Defiantly more complex than a simple views = everyone’s interests but I believe that it serves as a good proxy. Very open to any flaws in this line of thinking.
Also, even if required universal reading, like you said, I find it very interesting that it is the Nacirema. What does that say about anthropology? Either way, public or discipline driven, I find the results interesting about what it says about the groups- public or anthropologists.
As always, thanks for the insightful comment.
Doug Rocks-Macqueen
August 5, 2013
I would have to say I am incline to take it to a more extreme view and actually prefer multiple publications, and not just the two, one academic and one ‘dumb down’. Maybe this is just my experience in archaeology but the single narrative that goes into a final report is not how most people viewed the site.

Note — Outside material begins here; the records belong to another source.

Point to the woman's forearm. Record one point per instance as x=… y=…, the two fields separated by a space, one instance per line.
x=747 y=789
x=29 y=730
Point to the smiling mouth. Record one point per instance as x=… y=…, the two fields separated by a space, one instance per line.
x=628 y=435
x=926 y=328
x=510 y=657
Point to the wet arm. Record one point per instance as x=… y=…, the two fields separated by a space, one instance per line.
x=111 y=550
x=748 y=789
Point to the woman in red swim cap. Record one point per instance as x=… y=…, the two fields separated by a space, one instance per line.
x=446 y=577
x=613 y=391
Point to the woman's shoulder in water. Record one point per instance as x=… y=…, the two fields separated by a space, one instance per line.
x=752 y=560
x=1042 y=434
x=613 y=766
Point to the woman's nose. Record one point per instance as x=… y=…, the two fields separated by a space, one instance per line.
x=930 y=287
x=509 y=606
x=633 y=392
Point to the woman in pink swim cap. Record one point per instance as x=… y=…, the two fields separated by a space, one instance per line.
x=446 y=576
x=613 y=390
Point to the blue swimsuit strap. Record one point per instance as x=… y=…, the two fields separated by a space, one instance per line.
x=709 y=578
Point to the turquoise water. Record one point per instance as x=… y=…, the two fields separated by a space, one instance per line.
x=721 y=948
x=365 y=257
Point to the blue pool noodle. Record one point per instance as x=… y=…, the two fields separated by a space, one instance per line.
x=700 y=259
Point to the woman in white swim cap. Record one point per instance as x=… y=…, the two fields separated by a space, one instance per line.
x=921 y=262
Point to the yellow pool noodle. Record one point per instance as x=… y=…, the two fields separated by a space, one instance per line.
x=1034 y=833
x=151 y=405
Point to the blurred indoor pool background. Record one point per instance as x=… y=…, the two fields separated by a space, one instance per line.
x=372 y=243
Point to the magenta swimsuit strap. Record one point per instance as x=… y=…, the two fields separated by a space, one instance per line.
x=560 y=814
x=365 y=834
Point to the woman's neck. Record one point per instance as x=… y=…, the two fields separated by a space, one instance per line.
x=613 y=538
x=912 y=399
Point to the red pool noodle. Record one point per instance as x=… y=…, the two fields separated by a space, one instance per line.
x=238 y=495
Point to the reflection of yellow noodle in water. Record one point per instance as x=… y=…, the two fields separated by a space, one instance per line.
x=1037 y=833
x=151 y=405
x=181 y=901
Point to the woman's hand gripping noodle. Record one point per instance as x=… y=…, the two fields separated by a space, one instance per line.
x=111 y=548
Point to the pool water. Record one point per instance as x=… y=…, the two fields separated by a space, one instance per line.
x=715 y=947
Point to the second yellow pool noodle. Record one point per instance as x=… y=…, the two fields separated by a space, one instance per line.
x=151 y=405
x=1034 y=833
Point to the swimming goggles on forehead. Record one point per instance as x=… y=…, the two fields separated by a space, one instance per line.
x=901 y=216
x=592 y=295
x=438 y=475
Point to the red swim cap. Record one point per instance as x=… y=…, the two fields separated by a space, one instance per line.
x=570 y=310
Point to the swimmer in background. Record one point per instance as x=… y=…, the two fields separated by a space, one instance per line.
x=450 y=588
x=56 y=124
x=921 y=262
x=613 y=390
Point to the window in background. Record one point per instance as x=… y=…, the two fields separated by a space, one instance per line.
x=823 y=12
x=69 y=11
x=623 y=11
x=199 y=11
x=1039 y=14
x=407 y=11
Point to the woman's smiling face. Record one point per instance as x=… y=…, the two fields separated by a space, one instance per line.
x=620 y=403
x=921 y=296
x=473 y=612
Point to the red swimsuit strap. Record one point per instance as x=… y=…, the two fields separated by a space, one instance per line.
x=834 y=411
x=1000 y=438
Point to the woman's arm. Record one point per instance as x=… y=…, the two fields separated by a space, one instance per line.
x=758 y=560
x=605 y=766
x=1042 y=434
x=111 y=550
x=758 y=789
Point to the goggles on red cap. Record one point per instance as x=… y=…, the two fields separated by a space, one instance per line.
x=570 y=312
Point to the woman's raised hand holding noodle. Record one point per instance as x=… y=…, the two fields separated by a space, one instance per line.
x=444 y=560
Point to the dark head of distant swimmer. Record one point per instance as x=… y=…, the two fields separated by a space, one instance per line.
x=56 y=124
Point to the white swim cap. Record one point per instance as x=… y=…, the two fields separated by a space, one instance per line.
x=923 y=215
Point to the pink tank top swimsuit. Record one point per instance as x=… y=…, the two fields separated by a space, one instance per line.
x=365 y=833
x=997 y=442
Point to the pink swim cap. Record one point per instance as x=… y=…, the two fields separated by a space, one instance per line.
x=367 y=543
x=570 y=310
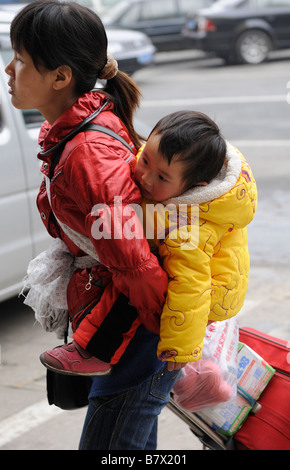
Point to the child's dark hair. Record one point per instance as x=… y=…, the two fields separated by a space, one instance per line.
x=193 y=138
x=58 y=33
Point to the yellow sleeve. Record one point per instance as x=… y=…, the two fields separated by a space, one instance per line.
x=185 y=313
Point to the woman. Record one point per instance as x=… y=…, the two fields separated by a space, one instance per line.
x=60 y=49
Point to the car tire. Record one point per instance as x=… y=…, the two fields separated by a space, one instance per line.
x=253 y=47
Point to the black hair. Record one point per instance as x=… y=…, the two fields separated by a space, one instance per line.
x=56 y=33
x=195 y=139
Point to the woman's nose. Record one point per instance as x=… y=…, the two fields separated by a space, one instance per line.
x=9 y=69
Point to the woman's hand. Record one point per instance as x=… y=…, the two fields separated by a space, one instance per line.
x=175 y=365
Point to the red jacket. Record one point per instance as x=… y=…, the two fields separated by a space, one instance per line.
x=93 y=170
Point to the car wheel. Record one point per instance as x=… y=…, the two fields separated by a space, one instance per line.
x=253 y=47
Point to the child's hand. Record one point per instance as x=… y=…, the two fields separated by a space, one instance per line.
x=175 y=365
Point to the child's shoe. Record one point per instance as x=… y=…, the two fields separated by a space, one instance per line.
x=72 y=359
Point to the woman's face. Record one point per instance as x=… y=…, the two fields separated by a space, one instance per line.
x=29 y=88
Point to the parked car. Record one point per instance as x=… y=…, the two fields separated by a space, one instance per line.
x=132 y=49
x=22 y=233
x=242 y=31
x=161 y=20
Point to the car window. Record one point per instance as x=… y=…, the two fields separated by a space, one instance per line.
x=272 y=3
x=187 y=6
x=155 y=9
x=131 y=16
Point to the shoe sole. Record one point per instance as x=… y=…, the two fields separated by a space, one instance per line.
x=68 y=372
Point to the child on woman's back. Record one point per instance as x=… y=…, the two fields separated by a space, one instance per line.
x=187 y=164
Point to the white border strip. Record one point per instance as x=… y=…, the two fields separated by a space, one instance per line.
x=25 y=420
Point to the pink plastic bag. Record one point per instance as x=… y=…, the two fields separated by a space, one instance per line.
x=212 y=380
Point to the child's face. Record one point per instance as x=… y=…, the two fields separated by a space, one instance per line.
x=29 y=89
x=156 y=179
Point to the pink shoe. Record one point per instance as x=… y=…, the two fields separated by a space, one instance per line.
x=72 y=359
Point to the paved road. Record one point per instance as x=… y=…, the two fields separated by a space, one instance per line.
x=250 y=104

Writing usually skips over the arguments in the field about if that stain is natural or the bottom of a pit house. No joke, we dug a site once and there was a “pit house” that only our supervisor could see. No one else could see this feature. Of course it has now been bulldozed over (it was CRM) so no one else will be able to check. Now, I don’t know if there was a pit house or not but that detail should have gone into report. As it is there is only room for one narrative. I think it would be interesting to read multiple points of views on the same thing and in multiple styles.
I think there are multiple ways to tell a story and people engage with a piece of work very differently. Myself, unless they are a very engaging writer, (in my opinion) I tend to skip most interpretation and discussion and go straight to the data and methods (to check if the data is accurate). I am sure other people prefer different ways of reading e.g. check abstract, read from back to front, etc. etc.
As it is, I pretty much agree 100% with your assessment of academic writing. However, I would say that it has its place, even if it is only attractive to minority of people. What I would love to see is more CC-BY so that people could take any piece of work and write it as they please. It would be amazing if there was a publication just dedicated to people re-working others work- data, writing style, etc. to fit their needs and style. Alas, one could dream of such a thing.